The next president will take office with plans to continue reforming the U.S. intelligence community and to put more emphasis on improving human intelligence.

Republican John McCain promises to create a more agile human spying service if elected, while Democrat Barack Obama has called for more and better spies and an international security program targeting terrorists.

Mr. McCain has called for "a new OSS-style agency," said Randy Scheunemann, director of foreign policy and national security for the McCain campaign. The OSS, or Office of Strategic Services, was the World War II predecessor of the CIA that engaged in both intelligence gathering and covert action.

The Arizona Republican learned as a member of the presidential commission that investigated the intelligence failures over Iraqi weapons of mass destruction that a major shortcoming was a lack of spies on the ground in strategic places, Mr.

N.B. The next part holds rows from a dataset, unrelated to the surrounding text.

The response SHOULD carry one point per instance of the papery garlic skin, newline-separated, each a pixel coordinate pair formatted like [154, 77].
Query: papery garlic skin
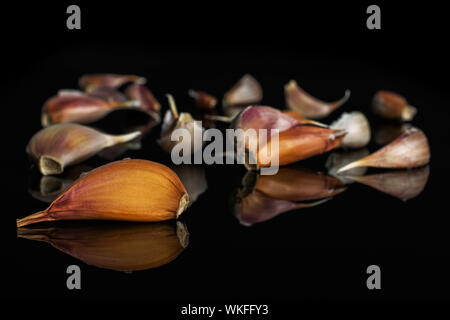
[126, 190]
[410, 150]
[146, 98]
[90, 82]
[310, 107]
[203, 100]
[357, 127]
[76, 108]
[245, 92]
[183, 122]
[55, 147]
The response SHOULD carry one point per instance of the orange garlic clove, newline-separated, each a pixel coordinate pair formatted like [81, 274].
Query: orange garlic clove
[90, 82]
[203, 100]
[299, 100]
[402, 184]
[122, 247]
[142, 94]
[50, 187]
[79, 108]
[300, 142]
[126, 190]
[245, 92]
[58, 146]
[393, 106]
[409, 150]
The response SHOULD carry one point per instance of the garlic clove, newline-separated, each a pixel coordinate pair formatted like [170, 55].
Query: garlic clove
[357, 127]
[298, 143]
[79, 108]
[203, 100]
[126, 190]
[393, 106]
[337, 160]
[387, 132]
[257, 207]
[299, 100]
[90, 82]
[193, 178]
[409, 150]
[402, 184]
[121, 247]
[174, 121]
[245, 92]
[62, 145]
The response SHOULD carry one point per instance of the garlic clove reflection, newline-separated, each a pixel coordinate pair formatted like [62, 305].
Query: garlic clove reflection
[402, 184]
[337, 160]
[114, 246]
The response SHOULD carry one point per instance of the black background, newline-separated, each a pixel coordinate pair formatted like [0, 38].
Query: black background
[319, 253]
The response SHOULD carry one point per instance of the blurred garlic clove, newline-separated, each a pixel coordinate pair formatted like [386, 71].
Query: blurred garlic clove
[298, 143]
[90, 82]
[109, 95]
[392, 106]
[410, 150]
[203, 100]
[121, 247]
[245, 92]
[357, 127]
[173, 121]
[193, 178]
[299, 184]
[263, 117]
[79, 108]
[302, 120]
[58, 146]
[299, 100]
[148, 102]
[257, 207]
[125, 190]
[387, 132]
[402, 184]
[337, 160]
[50, 187]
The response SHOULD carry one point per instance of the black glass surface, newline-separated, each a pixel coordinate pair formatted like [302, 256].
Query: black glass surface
[318, 252]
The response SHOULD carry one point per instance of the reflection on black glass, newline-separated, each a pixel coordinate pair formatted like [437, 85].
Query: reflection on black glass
[262, 198]
[116, 246]
[402, 184]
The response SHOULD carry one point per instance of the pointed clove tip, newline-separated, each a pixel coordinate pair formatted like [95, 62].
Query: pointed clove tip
[348, 167]
[184, 202]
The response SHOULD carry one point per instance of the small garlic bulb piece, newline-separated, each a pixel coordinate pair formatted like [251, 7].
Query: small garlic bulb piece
[357, 127]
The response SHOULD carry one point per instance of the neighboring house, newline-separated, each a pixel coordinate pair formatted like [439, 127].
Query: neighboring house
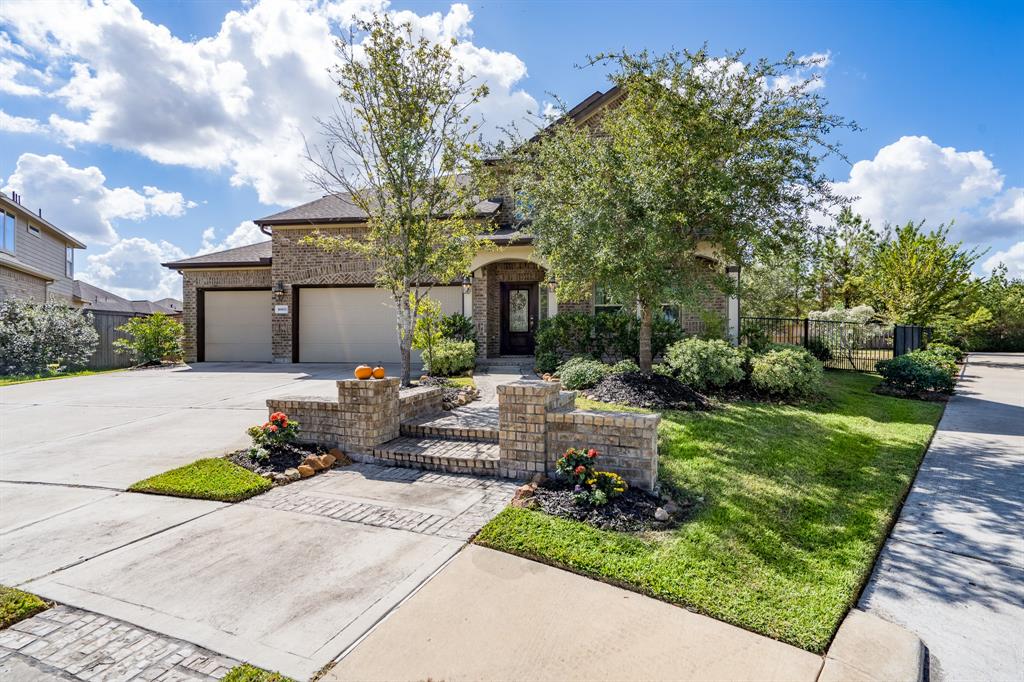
[37, 258]
[285, 302]
[99, 300]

Scheunemann said.

"While there may be some that think the status quo is just fine, John McCain has seen past failures of the intelligence community firsthand," Mr. Scheunemann said. "He has identified a critical need for better human intelligence collection, more linguistic capabilities to face the threats that we are facing now, and he would be strong in ensuring that we build the kinds of capabilities we need and that we have the kind of structure that best serves policymakers."

• Issues '08: The Washington Times takes a close look at an important issue every day before the elections.

Mr. McCain said in a September 2007 speech that his proposed spy agency would "draw together unconventional warfare, civil-affairs, paramilitary and psychological-warfare specialists from the military together with covert-action operators from our intelligence agencies and experts in anthropology, advertising, foreign cultures, and numerous other disciplines from inside and outside government."

The agency, like the OSS, would be "a small, nimble, can-do organization that would fight terrorist subversion across the world and in cyberspace."

"It could take risks that our bureaucracies today are afraid to take — risks such as infiltrating agents who lack diplomatic cover into terrorist organizations," Mr. McCain said. "It could even lead in the front-line efforts to rebuild failed states. A cadre of such undercover operatives would allow us to gain the intelligence on terrorist activities that we don't get today from our high-tech surveillance systems and from a CIA clandestine service that works almost entirely out of our embassies abroad."